Pierluigi Bersani cambia idea sulla patrimoniale. Meglio non battere quel tasto, meglio evitare di evocare lo spettro di una nuova tassa in un paese come l’Italia che detiene il record mondiale della pressione fiscale con il 55%. Dunque oggi parlando a Radio 24 il candidato premier del centrosinistra ha fatto la sua marcia indietro: “Non intendo fare il Robespierre. Noi una patrimoniale ce l’abbiamo già ed è l’Imu. Noi vogliamo lavorare su di essa inserendo una progressività che favorisca chi è più in difficoltà”. Dunque il Pd applica sul tema tasse una strategia della confusione per non far capire dove si andrà a parare in caso di conquista di Palazzo Chigi. Sul sito elettorale del segretario, infatti, si parla di “rilancio della patrimoniale” e, sempre su quella pagina, Bersani afferma che occorre “accentuare le entrate dal lato dei grandi patrimoni immobiliari”. Che cosa è successo? Probabilmente su Bersani devono avere fatto effetto le critiche di chi giudica un po’ troppo grigia la sua propaganda, appesantita per di più dall’idea che con il centrosinistra al governo resterà l’Imu e si aggiungerà la patrimoniale.
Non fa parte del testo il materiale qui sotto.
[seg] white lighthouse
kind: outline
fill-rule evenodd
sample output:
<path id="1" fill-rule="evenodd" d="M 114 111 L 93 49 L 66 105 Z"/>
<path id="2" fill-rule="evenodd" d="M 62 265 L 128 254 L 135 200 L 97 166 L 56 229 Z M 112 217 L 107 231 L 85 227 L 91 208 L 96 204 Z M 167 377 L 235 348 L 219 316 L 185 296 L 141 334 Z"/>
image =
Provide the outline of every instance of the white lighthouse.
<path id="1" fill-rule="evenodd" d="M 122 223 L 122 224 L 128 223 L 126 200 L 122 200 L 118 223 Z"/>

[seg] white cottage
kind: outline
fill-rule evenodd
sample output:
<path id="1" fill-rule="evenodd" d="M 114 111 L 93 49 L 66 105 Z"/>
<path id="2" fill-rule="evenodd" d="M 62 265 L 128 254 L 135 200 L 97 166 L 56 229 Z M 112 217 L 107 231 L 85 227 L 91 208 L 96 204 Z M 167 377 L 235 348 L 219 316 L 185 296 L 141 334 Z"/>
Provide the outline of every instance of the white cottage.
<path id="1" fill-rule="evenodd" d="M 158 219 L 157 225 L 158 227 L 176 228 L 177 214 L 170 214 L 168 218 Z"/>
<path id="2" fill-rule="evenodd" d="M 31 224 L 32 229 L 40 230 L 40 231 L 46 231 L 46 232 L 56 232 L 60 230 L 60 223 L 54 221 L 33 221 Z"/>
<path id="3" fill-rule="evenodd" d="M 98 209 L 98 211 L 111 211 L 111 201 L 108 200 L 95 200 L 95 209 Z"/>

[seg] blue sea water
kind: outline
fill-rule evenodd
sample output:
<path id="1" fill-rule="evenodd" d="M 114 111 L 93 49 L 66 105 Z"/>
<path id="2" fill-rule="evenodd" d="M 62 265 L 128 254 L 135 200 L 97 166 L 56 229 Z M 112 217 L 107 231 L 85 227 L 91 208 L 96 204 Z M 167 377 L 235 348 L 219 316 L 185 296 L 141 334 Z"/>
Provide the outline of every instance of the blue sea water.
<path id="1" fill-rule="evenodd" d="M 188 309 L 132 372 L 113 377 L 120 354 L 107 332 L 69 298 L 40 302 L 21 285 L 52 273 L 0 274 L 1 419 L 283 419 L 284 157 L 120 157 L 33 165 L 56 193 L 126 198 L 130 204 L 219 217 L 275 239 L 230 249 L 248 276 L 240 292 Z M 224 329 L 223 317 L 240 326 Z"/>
Dunque Bersani ha voluto correre ai ripari. Ha cercato di mettere il lavoro al centro del dibattito ma il tema scelto da Berlusconi, le tasse, ha molto più appeal. Bersani voleva essere la lepre che tutti inseguivano, invece si è messo anche lui a rincorrere il Cavaliere e la campagna elettorale, che doveva essere sull’agenda Monti, ha finito con il riguardare l’argomento più concreto che c’è: le tasche degli elettori.